Les Misérables by Victor Hugo,
Volume 3, Book Eighth, Chapter 6
The Wild Man in his Lair
Cities, like forests, have their caverns in which all the most wicked and formidable creatures which they contain conceal themselves. Only, in cities, that which thus conceals itself is ferocious, unclean, and petty, that is to say, ugly; in forests, that which conceals itself is ferocious, savage, and grand, that is to say, beautiful. Taking one lair with another, the beast's is preferable to the man's. Caverns are better than hovels.

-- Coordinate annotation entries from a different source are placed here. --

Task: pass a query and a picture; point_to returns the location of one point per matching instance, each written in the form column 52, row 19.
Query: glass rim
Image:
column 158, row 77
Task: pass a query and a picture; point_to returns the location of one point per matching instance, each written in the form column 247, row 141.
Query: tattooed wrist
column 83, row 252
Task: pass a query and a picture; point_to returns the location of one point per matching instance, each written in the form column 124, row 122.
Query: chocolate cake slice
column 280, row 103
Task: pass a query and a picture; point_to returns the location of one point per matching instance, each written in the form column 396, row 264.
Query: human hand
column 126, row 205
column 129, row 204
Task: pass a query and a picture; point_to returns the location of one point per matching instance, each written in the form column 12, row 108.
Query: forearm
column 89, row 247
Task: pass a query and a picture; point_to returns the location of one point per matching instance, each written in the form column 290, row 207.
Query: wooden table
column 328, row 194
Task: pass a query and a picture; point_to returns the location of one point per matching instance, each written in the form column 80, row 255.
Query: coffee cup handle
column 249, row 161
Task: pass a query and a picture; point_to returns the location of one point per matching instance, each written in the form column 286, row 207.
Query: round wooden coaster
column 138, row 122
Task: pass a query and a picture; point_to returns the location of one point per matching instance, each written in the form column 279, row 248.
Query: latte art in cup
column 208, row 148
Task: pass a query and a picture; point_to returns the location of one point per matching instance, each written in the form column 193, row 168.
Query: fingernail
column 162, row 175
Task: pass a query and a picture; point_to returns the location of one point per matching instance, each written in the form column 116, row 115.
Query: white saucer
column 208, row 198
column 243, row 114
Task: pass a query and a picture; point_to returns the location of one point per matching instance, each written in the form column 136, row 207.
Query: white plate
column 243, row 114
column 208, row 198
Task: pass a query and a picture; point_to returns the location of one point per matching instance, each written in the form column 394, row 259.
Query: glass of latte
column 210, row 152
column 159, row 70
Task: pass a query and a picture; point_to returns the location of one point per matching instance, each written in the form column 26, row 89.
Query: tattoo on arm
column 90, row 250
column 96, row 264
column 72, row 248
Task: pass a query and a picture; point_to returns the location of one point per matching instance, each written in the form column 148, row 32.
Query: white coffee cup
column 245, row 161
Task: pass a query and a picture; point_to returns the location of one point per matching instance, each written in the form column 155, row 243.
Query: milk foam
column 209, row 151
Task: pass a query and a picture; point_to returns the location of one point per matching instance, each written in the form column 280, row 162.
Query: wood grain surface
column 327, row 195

What Marius now beheld was a hovel.
Marius was poor, and his chamber was poverty-stricken, but as his poverty was noble, his garret was neat. The den upon which his eye now rested was abject, dirty, fetid, pestiferous, mean, sordid. The only furniture consisted of a straw chair, an infirm table, some old bits of crockery, and in two of the corners, two indescribable pallets; all the light was furnished by a dormer window of four panes, draped with spiders' webs. Through this aperture there penetrated just enough light to make the face of a man appear like the face of a phantom. The walls had a leprous aspect, and were covered with seams and scars, like a visage disfigured by some horrible malady; a repulsive moisture exuded from them. Obscene sketches roughly sketched with charcoal could be distinguished upon them.
The chamber which Marius occupied had a dilapidated brick pavement; this one was neither tiled nor planked; its inhabitants stepped directly on the antique plaster of the hovel, which had grown black under the long-continued pressure of feet. Upon this uneven floor, where the dirt seemed to be fairly incrusted, and which possessed but one virginity, that of the broom, were capriciously grouped constellations of old shoes, socks, and repulsive rags; however, this room had a fireplace, so it was let for forty francs a year. There was every sort of thing in that fireplace, a brazier, a pot, broken boards, rags suspended from nails, a bird-cage, ashes, and even a little fire. Two brands were smouldering there in a melancholy way.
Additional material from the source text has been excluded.